Tom Cruise plays Jack Harper, a corporate crony and drone mechanic who’s one of the few remaining people on Earth (everyone else has been sent far, far away on a mothership headed for one of Saturn’s moons). Jack and his flame-haired companion Victoria (Andrea Riseborough), a fellow employee assigned to watch his back and report to Mission Control, spend their time in an impressive free-standing tower that looks like a Frank Lloyd Wright design situated above the clouds. When not tag-teaming on drone recovery excursions, they take showers together, enjoy odd candlelit dinners (it’s nice to know you can still get bottles of shiraz in a post-apocalyptic future), and make intensely romantic sex-times in a completely see-through pool. What a house, it’s like the Playboy Mansion of the future. I have no idea why anyone would wanna give that up for a tedious life on one of Saturn’s shitty moons.
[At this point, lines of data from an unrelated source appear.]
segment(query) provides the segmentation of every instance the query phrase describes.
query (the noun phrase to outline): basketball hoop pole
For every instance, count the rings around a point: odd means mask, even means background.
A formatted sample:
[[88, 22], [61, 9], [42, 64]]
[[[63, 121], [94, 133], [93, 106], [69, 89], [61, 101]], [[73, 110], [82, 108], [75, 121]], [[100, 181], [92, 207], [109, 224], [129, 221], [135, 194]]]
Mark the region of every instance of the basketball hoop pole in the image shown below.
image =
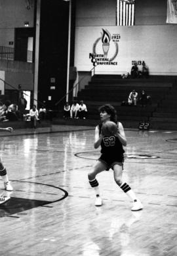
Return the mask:
[[70, 66], [70, 44], [71, 44], [71, 0], [69, 1], [69, 24], [68, 24], [68, 63], [67, 63], [67, 80], [66, 80], [66, 102], [69, 98], [69, 66]]

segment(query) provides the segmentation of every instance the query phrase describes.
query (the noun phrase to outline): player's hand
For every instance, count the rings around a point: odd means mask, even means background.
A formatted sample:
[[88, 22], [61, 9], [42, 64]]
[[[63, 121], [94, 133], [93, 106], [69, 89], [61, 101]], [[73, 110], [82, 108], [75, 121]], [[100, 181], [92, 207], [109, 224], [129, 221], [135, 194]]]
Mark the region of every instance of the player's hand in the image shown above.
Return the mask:
[[7, 127], [5, 130], [9, 132], [12, 132], [13, 131], [13, 128], [12, 127]]

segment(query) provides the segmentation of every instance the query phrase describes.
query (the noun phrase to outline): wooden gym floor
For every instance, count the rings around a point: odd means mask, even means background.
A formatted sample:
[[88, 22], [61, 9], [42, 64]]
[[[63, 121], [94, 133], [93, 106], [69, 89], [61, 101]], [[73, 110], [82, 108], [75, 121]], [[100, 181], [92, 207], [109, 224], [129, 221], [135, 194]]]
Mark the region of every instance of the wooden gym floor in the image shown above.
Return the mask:
[[98, 176], [104, 205], [94, 206], [94, 128], [69, 129], [1, 134], [14, 192], [0, 180], [11, 197], [0, 207], [0, 255], [177, 255], [177, 132], [125, 130], [123, 177], [144, 206], [133, 213], [111, 170]]

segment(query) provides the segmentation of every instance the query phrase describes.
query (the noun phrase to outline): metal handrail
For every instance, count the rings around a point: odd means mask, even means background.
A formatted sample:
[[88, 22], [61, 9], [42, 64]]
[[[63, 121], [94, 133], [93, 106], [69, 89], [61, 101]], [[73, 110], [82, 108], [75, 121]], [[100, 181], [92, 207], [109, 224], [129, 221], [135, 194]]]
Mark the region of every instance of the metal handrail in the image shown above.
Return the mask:
[[[0, 45], [0, 59], [14, 60], [14, 48]], [[26, 51], [26, 61], [33, 61], [33, 51]]]
[[[93, 71], [93, 73], [92, 73], [92, 71]], [[95, 74], [95, 66], [93, 66], [90, 70], [89, 72], [92, 72], [92, 76], [94, 76]], [[59, 99], [58, 101], [57, 101], [56, 103], [55, 103], [55, 106], [57, 106], [66, 97], [66, 95], [69, 95], [69, 93], [70, 93], [71, 91], [73, 91], [75, 88], [76, 88], [77, 87], [77, 86], [79, 85], [79, 83], [85, 78], [85, 76], [83, 76], [82, 78], [81, 78], [81, 80], [77, 83], [75, 84], [75, 85], [71, 89], [69, 90], [69, 91], [66, 93], [61, 99]]]

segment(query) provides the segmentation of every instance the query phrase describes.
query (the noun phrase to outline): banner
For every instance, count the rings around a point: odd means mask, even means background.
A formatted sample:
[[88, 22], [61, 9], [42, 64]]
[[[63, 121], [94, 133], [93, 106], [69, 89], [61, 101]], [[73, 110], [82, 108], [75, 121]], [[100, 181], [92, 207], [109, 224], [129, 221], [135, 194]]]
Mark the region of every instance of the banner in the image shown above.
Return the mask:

Outside this blissful domesticity, Jack’s tasked with monitoring the drones that are protecting some other gigantic machines that are extracting Earth’s remaining resources ahead of their departure. Oddly, he does this in a flying aircraft that looks a lot like a giant cock and balls. It could be Kosinski’s attempt at some sly Kubrickian sexual innuendo (there’s another striking image later on where Jack’s spacecraft enters a floating mothership like sperm into an egg), but it also could just be my filthy mind.
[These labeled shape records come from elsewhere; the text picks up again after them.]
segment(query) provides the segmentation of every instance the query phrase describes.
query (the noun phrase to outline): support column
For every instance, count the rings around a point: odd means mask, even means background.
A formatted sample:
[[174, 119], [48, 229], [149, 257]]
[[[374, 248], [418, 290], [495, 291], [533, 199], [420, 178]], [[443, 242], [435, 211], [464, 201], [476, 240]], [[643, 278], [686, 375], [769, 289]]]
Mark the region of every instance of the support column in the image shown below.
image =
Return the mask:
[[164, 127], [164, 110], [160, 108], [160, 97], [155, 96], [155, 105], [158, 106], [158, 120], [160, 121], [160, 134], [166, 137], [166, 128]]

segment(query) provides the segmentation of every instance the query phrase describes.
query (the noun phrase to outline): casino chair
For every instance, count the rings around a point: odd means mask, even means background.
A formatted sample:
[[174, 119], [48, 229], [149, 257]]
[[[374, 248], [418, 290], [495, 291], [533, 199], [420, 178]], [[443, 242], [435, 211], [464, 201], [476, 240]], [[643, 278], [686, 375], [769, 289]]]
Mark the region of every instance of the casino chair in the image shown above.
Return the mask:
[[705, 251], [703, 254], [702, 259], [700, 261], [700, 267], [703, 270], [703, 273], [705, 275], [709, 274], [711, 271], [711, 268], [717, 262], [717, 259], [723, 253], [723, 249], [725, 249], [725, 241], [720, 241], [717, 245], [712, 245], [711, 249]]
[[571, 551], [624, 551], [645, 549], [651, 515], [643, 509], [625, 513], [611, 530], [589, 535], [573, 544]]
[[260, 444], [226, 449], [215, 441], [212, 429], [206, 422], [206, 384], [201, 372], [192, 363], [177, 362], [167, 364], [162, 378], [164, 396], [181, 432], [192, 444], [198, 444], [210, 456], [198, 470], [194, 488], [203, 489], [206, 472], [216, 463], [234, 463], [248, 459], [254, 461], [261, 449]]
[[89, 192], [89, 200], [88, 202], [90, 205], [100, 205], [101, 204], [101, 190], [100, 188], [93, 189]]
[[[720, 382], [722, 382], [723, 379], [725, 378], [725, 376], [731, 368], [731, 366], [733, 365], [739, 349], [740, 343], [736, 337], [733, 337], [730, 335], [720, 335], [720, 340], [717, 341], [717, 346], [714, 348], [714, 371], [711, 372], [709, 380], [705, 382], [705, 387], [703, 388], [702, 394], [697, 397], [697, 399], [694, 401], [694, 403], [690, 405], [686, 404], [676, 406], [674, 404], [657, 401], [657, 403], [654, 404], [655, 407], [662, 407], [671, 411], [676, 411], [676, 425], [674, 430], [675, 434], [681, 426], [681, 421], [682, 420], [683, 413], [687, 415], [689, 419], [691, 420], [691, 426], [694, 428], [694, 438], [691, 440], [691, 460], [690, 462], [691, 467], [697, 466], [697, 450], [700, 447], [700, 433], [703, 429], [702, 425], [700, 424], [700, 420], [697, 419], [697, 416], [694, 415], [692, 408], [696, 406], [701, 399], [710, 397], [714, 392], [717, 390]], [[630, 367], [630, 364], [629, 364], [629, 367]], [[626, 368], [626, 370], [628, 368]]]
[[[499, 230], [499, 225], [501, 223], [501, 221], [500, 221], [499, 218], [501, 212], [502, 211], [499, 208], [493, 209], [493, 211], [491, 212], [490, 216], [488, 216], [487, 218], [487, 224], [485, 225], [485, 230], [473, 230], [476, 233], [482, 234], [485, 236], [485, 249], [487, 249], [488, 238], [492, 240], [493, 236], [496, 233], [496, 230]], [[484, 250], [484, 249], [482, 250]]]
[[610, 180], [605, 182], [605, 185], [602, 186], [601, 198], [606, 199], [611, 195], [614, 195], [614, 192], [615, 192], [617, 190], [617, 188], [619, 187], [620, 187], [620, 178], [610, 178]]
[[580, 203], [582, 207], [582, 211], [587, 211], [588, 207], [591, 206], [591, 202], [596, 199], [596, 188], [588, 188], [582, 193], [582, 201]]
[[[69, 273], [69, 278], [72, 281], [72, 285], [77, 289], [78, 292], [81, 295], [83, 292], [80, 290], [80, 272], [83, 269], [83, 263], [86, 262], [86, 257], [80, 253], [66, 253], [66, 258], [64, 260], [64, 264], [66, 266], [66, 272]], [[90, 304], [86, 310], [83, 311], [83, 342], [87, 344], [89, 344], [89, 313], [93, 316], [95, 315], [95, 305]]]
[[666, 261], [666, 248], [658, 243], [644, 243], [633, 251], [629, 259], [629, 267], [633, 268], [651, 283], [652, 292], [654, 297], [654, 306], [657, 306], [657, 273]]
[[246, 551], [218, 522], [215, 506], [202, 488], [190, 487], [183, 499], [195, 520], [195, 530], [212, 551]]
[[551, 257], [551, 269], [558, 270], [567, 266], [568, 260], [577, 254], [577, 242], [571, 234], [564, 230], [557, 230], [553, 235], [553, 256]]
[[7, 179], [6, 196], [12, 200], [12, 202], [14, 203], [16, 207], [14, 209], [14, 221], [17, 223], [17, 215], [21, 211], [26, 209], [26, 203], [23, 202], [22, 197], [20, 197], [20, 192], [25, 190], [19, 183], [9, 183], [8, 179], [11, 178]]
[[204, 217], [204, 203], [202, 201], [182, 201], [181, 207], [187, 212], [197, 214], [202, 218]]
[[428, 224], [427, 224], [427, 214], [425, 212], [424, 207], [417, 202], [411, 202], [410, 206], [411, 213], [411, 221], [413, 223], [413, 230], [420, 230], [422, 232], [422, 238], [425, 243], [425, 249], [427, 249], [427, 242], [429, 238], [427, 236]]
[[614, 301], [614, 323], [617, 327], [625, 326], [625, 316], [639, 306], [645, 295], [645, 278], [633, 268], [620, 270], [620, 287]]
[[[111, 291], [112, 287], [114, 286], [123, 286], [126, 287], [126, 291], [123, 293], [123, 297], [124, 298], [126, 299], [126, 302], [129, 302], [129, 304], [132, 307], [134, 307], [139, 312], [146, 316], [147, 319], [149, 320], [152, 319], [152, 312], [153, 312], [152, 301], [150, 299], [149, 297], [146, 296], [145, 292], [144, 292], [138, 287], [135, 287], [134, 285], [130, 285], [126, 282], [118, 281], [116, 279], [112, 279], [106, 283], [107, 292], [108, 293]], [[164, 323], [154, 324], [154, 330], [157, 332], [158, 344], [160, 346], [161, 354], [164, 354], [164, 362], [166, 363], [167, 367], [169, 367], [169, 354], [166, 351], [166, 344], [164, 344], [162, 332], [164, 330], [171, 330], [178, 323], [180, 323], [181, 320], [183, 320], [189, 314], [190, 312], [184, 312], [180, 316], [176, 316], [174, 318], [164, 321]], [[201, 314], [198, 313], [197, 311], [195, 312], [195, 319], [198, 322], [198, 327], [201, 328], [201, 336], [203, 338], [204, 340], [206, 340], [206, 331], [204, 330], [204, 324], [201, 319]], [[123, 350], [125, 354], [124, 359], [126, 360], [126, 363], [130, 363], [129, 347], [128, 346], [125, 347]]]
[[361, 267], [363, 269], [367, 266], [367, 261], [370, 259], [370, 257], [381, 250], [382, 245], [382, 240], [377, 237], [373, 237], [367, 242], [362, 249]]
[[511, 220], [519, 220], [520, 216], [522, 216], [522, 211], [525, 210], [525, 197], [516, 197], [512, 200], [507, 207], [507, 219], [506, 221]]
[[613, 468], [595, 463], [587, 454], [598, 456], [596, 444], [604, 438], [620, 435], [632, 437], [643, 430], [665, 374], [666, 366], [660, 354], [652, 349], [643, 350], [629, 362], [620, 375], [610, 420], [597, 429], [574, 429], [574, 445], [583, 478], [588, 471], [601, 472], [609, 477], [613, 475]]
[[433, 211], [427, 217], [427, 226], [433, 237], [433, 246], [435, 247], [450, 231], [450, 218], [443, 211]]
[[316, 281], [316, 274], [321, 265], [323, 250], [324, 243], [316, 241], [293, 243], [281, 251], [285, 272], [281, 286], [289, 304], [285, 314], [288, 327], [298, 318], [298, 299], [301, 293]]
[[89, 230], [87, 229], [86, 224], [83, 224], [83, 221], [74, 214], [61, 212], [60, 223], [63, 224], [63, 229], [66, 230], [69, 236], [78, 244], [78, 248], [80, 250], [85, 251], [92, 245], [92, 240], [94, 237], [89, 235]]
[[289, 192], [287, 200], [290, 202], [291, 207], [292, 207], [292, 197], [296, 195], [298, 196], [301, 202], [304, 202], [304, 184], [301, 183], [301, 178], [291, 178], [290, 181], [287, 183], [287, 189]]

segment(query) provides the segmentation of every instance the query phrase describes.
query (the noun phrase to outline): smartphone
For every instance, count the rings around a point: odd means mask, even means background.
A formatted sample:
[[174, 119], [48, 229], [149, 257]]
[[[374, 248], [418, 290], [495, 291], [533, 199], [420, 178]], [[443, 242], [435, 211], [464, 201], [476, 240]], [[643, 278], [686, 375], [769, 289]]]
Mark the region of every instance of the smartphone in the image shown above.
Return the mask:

Seriously, you see it too, right?

Seriously, you see it too, right?

During one of these routine sojourns, Jack’s attacked by rummaging scavengers, some weirdos who run around in scary, floppy leather masks, but later just turn out to be Morgan Freeman (whose goofy glasses instantly lend a steampunk vibe to the proceedings) and his accumulated gang of drop-out humans. The guys don’t like each other, and do a bit of fighting. Kosinski’s action scenes are shot like video games, the viewer in Jack’s point of view or hovering just over his shoulder. They’re slow and clunky, drowning in CGI, although one culminates in a great shot of Jack looking like he’s climbing out of Rodin’s gates of hell.
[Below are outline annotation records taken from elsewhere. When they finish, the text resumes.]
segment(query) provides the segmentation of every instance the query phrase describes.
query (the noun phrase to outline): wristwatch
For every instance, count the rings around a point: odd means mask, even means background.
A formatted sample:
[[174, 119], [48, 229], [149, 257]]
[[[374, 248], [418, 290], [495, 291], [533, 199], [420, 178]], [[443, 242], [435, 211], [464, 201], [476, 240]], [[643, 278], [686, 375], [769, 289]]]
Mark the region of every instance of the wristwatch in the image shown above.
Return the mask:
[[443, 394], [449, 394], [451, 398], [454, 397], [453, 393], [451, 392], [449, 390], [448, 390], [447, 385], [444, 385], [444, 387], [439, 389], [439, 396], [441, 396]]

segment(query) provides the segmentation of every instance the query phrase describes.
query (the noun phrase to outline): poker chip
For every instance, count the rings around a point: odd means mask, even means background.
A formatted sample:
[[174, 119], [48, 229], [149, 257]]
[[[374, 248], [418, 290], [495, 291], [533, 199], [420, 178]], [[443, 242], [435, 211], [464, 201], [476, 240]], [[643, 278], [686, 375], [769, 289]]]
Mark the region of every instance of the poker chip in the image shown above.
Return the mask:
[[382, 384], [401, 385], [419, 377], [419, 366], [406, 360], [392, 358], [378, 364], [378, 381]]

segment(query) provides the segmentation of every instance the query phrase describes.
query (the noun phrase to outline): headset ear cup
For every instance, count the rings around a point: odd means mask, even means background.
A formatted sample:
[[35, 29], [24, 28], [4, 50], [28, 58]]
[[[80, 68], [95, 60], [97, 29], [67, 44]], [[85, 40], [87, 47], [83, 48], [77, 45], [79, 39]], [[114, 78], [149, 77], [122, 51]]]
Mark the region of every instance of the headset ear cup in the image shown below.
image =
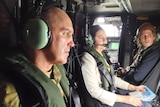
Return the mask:
[[89, 45], [89, 46], [93, 46], [93, 38], [92, 36], [89, 34], [87, 37], [86, 37], [86, 44]]
[[39, 18], [32, 18], [25, 24], [23, 36], [26, 43], [34, 49], [44, 48], [50, 39], [47, 24]]

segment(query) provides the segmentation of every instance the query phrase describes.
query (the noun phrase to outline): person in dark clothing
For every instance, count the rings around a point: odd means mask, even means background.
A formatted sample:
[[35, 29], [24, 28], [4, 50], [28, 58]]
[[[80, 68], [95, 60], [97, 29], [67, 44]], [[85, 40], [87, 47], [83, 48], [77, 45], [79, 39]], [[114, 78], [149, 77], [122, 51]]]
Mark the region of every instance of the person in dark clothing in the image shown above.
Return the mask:
[[132, 64], [123, 72], [123, 79], [135, 85], [141, 84], [160, 59], [160, 43], [157, 41], [155, 26], [142, 24], [137, 36], [139, 51]]
[[[63, 64], [74, 46], [72, 21], [53, 1], [41, 1], [42, 10], [24, 24], [21, 48], [0, 60], [1, 107], [67, 107], [69, 103]], [[35, 7], [31, 11], [37, 12]]]

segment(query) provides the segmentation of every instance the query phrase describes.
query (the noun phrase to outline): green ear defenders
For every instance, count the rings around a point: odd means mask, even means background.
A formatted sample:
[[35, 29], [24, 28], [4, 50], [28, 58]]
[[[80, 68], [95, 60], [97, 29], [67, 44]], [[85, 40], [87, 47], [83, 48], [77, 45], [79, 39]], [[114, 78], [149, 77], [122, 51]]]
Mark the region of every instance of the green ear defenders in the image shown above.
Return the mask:
[[34, 49], [42, 49], [51, 39], [47, 24], [40, 18], [31, 18], [24, 26], [23, 36], [26, 43]]
[[86, 40], [86, 44], [88, 46], [93, 46], [94, 41], [93, 41], [93, 38], [92, 38], [92, 36], [90, 34], [86, 36], [85, 40]]
[[57, 6], [58, 4], [52, 0], [36, 0], [34, 8], [26, 15], [29, 18], [22, 31], [28, 46], [33, 49], [43, 49], [48, 46], [52, 36], [47, 24], [41, 19], [41, 13]]

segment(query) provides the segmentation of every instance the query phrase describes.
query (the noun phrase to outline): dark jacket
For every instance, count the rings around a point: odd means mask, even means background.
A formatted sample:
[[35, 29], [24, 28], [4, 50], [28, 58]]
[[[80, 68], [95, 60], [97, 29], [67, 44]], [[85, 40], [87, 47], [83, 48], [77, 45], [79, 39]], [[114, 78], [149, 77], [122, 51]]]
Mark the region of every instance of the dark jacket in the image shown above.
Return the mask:
[[141, 84], [141, 82], [146, 78], [159, 60], [160, 44], [159, 42], [156, 42], [152, 46], [142, 51], [137, 66], [124, 74], [124, 80], [135, 85]]
[[[62, 71], [60, 83], [68, 96], [69, 86], [65, 70], [61, 65], [57, 67]], [[5, 76], [15, 86], [22, 107], [66, 107], [56, 84], [22, 53], [7, 57], [1, 62], [0, 76]], [[3, 85], [1, 83], [0, 86]]]

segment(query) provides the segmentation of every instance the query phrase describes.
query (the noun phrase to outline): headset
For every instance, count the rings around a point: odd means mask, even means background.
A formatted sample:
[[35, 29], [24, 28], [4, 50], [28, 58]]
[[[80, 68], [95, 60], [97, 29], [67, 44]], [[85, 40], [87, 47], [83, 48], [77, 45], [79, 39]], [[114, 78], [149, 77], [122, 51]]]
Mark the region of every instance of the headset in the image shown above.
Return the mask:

The sinister possibilities of technology hover throughout Oblivion, much like in Kosinki’s Tron: Legacy. In that film, Garrett Hedlund got hilariously trapped in a neon blue video game with a shitload of Daft Punk records. Here, the machines are wild and unpredictable, drones that confuse easily, threaten to attack their masters, and can’t be overridden. A latter scene features a hefty drone being tied down in chains, like a hulking King Kong, and even Jack’s slick white motorbike (which he rides awesomely, like a Scandinavian Akira) is at one point seen secured to a rock with a leash.

As an antidote to all the hi-tech nonsense, Jack regularly escapes to an idyllic wood cabin, where he has Earth-ly dreams about a mysterious girl, shoots hoops, slips the needle on some fuzzy Procul Harum vinyl, and reads classic literature (on paper!) by the light of a glowing Edison bulb. He even sports some slick ‘80s aviator glasses, the film’s double nod to Jack’s lingering pre-war humanity and Cruise’s iconic movie mythology. Jack’s secret corner of the world is a hipster paradise, and taps into today’s increasing retro nostalgia amidst all our tech-y overload (the irony being, though, that the film is filled with more CGI flourishes than most PC games).

As the film progresses, it starts to borrow quite liberally from Duncan Jones’ 2009 sleeper, Moon, and, to use a word I learnt from Madonna, gets reductive, although we do get to see Tom Cruise beat the shit outta himself in a desert. That was fun. But then, somewhere around that scene, I ran out of my delicious Chatime premium pearl milk bubble tea and subsequently spent the rest of the film staring sadly through the big-screen at a story I’d lost track of almost an hour ago. Fuckin’ sci-fi; you really need a nerd’s brain to get it.

Oblivion is out in cinemas nationwide right about… now.